RAIN meeting

RAIN Meeting Schedule: 06-07 Winter & Spring

Research on Algorithms for the Internet

Spring 06-07

Time: 4-5pm Fridays; Room: Gates 498.

Apr 13, 2007 Ying Xu a discussion on WWW'07 papers

Apr 20, 2007 BAGT

Apr 27, 2007 Anish Das Sarma Detecting Near-Duplicates for Web Crawling

May 4, 2007 Mayur Datar Google News Personalization

May 11, 2007 Adam Meyerson Pricing Partially Compatible Products

May 18, 2007 Sergei Vassilvitskii Click Fraud Resistant Methods for Learning Click-Through Rates

May 25, 2007 Dilys Thomas Streaming Algorithms and Worm Fingerprinting

June 1, 2007 Neil Daswani Anatomy of Clickbot.A

Winter 06-07

Time: 2-3pm Fridays; Room: Gates 498.

Jan 26, 2007 Nicolas Lambert Asymptotically Optimal Repeated Auctions

Feb 2, 2007 Hamid Nazerzadeh Mechanism design based on CPA

Feb 9, 2007 Ashish Goel Reusable and multiple goods

Feb 16, 2007 Ying Xu Estimating Search Engine Index and Web size

Feb 23, 2007 Mukund Sundararajan Is efficiency expensive?

March 2, 2007 Paul Heymann Collaborative tagging systems

March 9, 2007 Mihaela Enachescu Multi-path Routing

March 16, 2007 Aleksandra Korolova / Dilys Thomas Clickthrough of and Bidding on keywords

The Anatomy of Clickbot.A
Neil Daswani, Google

In this talk, I will present a detailed case study of the architecture of the Clickbot.A botnet that attempted a low-noise click fraud attack against syndicated search engines.

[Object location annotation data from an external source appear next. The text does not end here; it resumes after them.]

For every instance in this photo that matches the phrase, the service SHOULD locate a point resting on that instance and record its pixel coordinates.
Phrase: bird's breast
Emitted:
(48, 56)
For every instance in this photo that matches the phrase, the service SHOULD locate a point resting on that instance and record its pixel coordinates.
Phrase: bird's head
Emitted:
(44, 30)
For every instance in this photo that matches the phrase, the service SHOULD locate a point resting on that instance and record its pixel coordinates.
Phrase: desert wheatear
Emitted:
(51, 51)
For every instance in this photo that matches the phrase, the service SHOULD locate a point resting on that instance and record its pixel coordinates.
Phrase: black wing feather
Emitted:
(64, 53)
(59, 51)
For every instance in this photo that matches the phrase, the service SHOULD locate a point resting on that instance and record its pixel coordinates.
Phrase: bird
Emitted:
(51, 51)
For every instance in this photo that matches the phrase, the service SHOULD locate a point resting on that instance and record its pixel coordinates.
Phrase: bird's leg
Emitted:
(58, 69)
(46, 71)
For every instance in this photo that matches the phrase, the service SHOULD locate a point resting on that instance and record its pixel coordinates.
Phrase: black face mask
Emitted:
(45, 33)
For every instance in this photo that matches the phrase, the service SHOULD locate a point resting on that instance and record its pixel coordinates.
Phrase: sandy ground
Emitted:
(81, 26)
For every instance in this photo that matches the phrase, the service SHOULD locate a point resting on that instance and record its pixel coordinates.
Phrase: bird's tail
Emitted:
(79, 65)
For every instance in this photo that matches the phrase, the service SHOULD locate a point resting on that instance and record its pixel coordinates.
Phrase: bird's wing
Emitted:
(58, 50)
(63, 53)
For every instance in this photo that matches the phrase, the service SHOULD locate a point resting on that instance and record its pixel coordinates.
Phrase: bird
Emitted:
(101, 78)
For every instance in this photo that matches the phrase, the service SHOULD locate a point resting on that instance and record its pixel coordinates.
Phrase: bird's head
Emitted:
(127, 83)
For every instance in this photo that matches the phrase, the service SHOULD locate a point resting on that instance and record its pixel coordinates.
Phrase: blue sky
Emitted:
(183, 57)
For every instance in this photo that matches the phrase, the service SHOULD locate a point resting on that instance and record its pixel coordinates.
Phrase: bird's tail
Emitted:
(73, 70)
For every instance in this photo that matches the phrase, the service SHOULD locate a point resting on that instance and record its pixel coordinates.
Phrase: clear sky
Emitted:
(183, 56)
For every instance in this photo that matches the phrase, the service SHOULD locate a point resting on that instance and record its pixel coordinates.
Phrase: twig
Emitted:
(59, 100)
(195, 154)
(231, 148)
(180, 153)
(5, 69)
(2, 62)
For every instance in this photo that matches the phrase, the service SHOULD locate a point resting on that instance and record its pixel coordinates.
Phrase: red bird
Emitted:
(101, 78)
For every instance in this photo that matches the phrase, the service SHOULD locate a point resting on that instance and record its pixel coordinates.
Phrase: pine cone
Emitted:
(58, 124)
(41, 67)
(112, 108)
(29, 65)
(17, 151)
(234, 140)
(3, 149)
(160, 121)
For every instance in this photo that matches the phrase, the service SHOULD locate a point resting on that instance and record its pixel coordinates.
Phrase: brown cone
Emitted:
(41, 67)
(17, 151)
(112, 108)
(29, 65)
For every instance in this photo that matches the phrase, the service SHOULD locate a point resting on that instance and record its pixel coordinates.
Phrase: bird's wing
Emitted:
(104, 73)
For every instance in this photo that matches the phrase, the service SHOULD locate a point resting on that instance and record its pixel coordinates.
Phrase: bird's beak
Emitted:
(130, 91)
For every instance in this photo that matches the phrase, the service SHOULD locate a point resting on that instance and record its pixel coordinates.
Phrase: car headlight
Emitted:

The botnet of over 100,000 machines was controlled using a HTTP-based botmaster. Google identified all clicks on its ads exhibiting Clickbot.A-like patterns and marked them as invalid. We disclose the results of our investigation of this botnet to educate the security research community and provide information regarding the novelties of the attack.

Data Stream Algorithms with Applications to Automatic Worm Fingerprinting
Dilys Thomas

We will first go over a few network worms and contemporary algorithms to detect these network worms. We will then go over some recent techniques to detect these worms using "vunlerability signatures". We will then use this to review two important problems in data stream computation -- distinct value estimation and frequent element computation. We show how these algorithms can be used for automatic worm fingerprinting.

Click Fraud Resistant Methods for Learning Click-Through Rates
Sergei Vassilvitskii

Presenting the paper "Click Fraud Resistant Methods for Learning Click-Through Rates" by N. Immorlica, K. Jain, M. Mahdian, and K. Talwar from WINE 2005.

Pricing Partially Compatible Products
Adam Meyerson, UCLA

Suppose two competing companies provide roughly equivalent suites of software products. Each version of a product has a possibly distinct price and quality. Customers would like to purchase a low- price, high-quality set of products. The issue is that products made by different companies need not be fully compatible. We reduce the customer's decision process to a minimum cut, and provide approximation and hardness results for the problem of computing the company's best-response strategy in several different models. We also introduce a range of questions for further work.
These results will appear in the ACM Conference on Electronic Commerce (EC) 2007, and are joint work with David Kempe, Nainesh Solanki, and Ramnath Chellappa.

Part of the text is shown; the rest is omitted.